Decided On November 29, 2005
SANYUKT NIRMATA Appellant
V/S
DELHI DEVELOPMENT AUTHORITY Respondents

JUDGEMENT

(1.) The petitioner was awarded the contract by the respondent for construction of MIG Houses in various sectors in Rohini in pursuance to Agreement No. 2/RPD- VI/A/84-85/DDA. Disputes arose between the parties and the petitioner invoked the arbitration clause No. 25 of the General Terms and Conditions of the Agreement. The Engineer-Member, DDA in terms of the letter dated 04.01.1990 appointed Shri A. Shankaran, Additional Director General (Works), CPWD (Retd.) as the Sole Arbitrator, who entered upon reference and made and published the Award dated 28.11.1990. The petitioner filed the present suit under Sections 14 and 17 of the Arbitration Act, 1940 (hereinafter to be referred to as, the said Act ) for directions to respondent No. 2 Arbitrator to file the Award in Court and for making the said Award Rule of the Court. The respondent / DDA filed objections vide IAs No.9003/1991 under Sections 30 and 33 of the said Act.

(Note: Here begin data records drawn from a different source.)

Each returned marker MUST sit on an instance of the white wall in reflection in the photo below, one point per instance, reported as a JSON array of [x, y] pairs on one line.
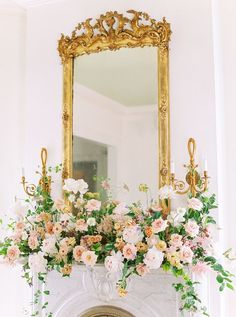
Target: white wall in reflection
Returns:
[[130, 134]]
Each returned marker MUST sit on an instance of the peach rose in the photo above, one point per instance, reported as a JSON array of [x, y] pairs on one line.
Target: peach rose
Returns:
[[192, 228], [64, 249], [81, 225], [129, 251], [186, 254], [13, 253], [77, 252], [59, 204], [176, 240], [159, 225], [89, 258], [93, 204], [142, 269], [195, 204], [57, 228], [33, 242]]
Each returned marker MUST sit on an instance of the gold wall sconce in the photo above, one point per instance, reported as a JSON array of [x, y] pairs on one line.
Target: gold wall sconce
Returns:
[[194, 182]]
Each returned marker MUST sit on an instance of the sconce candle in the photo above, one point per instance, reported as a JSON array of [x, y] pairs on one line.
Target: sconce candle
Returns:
[[205, 165], [172, 167]]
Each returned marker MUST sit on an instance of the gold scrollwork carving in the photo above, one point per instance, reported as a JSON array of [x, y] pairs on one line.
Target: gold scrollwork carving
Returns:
[[113, 30]]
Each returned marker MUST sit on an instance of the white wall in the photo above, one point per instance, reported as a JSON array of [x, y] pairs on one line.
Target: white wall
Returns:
[[192, 71], [130, 134], [191, 76], [14, 294], [224, 25]]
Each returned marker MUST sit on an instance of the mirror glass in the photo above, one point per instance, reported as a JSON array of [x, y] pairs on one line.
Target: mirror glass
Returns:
[[115, 120]]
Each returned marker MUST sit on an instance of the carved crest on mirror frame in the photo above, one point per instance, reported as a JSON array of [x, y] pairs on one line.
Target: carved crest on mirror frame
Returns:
[[113, 31]]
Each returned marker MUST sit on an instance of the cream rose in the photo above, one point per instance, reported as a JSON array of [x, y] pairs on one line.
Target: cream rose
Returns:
[[195, 204]]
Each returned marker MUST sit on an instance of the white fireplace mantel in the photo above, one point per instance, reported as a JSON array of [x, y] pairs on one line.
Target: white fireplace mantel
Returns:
[[151, 296]]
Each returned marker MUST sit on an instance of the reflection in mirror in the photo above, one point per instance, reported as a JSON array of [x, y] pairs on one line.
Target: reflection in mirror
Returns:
[[115, 133]]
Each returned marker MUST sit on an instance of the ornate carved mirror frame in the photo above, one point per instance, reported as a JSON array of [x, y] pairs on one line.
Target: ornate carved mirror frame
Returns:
[[113, 31]]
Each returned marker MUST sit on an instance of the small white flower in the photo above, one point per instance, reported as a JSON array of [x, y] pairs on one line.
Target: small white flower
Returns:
[[37, 263], [49, 246], [133, 234], [113, 263], [121, 209], [20, 209], [89, 258], [176, 217], [195, 204], [91, 222], [153, 258], [166, 192], [75, 186], [71, 198]]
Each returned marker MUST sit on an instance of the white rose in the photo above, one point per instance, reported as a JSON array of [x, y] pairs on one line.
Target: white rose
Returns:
[[133, 234], [195, 204], [192, 228], [113, 263], [75, 186], [176, 217], [24, 235], [49, 246], [153, 258], [166, 192], [121, 209], [37, 263], [91, 222], [71, 198], [20, 209]]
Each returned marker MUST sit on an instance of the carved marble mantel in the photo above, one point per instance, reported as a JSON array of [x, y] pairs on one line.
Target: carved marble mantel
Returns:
[[151, 296]]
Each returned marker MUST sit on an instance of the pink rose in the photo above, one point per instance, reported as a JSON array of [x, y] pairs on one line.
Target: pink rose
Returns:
[[192, 228], [33, 242], [77, 252], [59, 204], [195, 204], [142, 269], [81, 225], [186, 254], [132, 234], [200, 268], [57, 228], [153, 258], [105, 185], [89, 258], [129, 251], [92, 205], [176, 240], [19, 226], [159, 225], [64, 249], [13, 254]]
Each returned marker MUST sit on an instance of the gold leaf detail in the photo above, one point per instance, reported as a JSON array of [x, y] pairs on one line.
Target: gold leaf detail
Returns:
[[112, 31]]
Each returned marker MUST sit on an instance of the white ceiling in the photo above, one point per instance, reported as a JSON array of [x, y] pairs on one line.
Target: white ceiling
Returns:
[[128, 76], [30, 3]]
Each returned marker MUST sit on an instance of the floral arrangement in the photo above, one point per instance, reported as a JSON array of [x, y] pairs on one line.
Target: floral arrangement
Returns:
[[128, 239]]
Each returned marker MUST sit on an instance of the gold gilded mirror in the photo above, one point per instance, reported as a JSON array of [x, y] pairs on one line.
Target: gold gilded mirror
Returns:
[[116, 103]]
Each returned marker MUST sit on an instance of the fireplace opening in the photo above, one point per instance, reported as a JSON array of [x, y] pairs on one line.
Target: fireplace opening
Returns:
[[106, 311]]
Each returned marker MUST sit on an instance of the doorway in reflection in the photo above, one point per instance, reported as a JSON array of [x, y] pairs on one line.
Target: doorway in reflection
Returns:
[[115, 120]]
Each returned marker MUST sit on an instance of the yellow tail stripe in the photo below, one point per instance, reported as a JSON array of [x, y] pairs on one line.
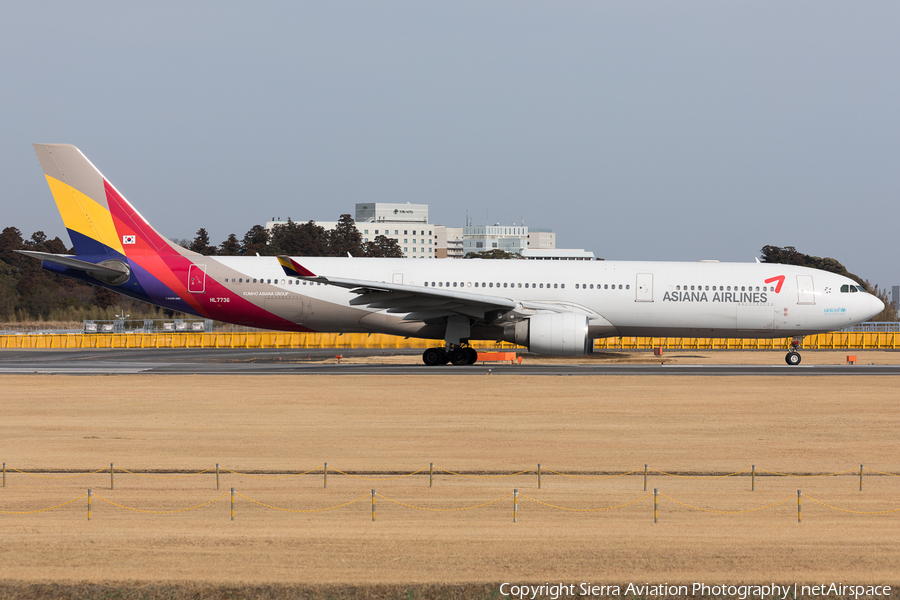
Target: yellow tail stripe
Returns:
[[85, 215]]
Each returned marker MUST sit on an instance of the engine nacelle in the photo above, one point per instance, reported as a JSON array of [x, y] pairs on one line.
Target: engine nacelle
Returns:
[[557, 334]]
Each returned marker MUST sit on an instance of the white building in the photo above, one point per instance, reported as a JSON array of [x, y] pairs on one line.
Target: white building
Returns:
[[448, 241], [557, 254], [484, 238], [407, 224], [540, 238]]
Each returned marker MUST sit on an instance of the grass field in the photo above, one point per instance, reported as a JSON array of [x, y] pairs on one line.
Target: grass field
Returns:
[[378, 427]]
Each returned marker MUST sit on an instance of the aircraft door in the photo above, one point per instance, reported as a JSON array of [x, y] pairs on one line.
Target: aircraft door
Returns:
[[643, 288], [805, 290], [197, 279]]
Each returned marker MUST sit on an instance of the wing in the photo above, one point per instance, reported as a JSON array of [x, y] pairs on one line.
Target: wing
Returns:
[[419, 303]]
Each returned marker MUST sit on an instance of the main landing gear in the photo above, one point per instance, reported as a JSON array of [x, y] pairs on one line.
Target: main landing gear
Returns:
[[456, 355], [793, 357]]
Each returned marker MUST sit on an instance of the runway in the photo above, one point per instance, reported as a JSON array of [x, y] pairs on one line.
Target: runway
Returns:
[[312, 362]]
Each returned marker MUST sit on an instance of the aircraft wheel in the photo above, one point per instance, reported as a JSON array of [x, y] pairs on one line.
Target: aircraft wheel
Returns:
[[792, 358], [459, 356], [434, 357], [473, 356]]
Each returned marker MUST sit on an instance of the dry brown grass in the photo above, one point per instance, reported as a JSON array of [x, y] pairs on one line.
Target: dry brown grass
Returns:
[[478, 424]]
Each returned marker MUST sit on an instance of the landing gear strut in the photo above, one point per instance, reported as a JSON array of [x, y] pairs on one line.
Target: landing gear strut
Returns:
[[435, 356], [456, 355], [793, 357]]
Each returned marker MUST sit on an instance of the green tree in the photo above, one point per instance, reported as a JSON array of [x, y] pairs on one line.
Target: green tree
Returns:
[[345, 238], [383, 247], [201, 244], [10, 241], [230, 247], [791, 256], [300, 239], [256, 241]]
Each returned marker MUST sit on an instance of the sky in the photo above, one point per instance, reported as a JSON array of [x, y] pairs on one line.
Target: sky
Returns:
[[636, 130]]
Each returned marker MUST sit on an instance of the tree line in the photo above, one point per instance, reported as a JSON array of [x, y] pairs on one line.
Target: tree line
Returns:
[[789, 255], [298, 239]]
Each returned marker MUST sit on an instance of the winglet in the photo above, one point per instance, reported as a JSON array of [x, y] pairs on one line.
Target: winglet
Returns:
[[293, 268]]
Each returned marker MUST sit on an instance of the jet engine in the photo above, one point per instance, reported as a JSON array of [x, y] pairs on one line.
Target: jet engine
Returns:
[[557, 334]]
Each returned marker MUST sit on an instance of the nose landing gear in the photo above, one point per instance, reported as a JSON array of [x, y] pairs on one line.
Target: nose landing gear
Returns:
[[793, 357]]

(2.) Learned counsel for the respondent / DDA fairly stated that he would confine his submissions to only those claims which really fall within the purview of Section 30 of the said Act since the objections raised in respect of re-appraisement of facts and evidence on record would not be sustainable. In fact, the Apex Court has observed that in the absence of an award being absurd, reasonableness is not a matter to be considered by the Court as appraisement of evidence by an arbitrator is not ordinarily a matter for the court to re-examine. So long as the view taken by the arbitrator is plausible, though perhaps not the only correct view, the award cannot be examined by the Court. (M/s. Sudarsan Trading Co. v. Govt. of Kerala, AIR 1989 SC 890). It has been once again reiterated in State of U.P. v. Allied Constructions, (2003) 7 SCC 396 : 2003 (3) Arb.LR 106 that Section 30 of the said Act provides for setting aside an award only on the restrictive grounds provided in it and unless one of the conditions mentioned therein is satisfied, an award cannot be set aside. Thus, an error apparent on the face of the record would not imply closer scrutiny on the merits of the documents and material on record.

(3.) Learned counsel for the respondent, however, submitted that the award made in respect of claims No. 2 and 8 proceeds on an erroneous premise that the respondent would not be entitled to claim rebate by reason of delay in payments. Learned counsel submitted that the responsibility was on the petitioner to submit the bills in time and as per clause 7 of the Agreement, payment had to be made within one month of submission of the final bill. It was, thus, submitted that the final bill was never raised.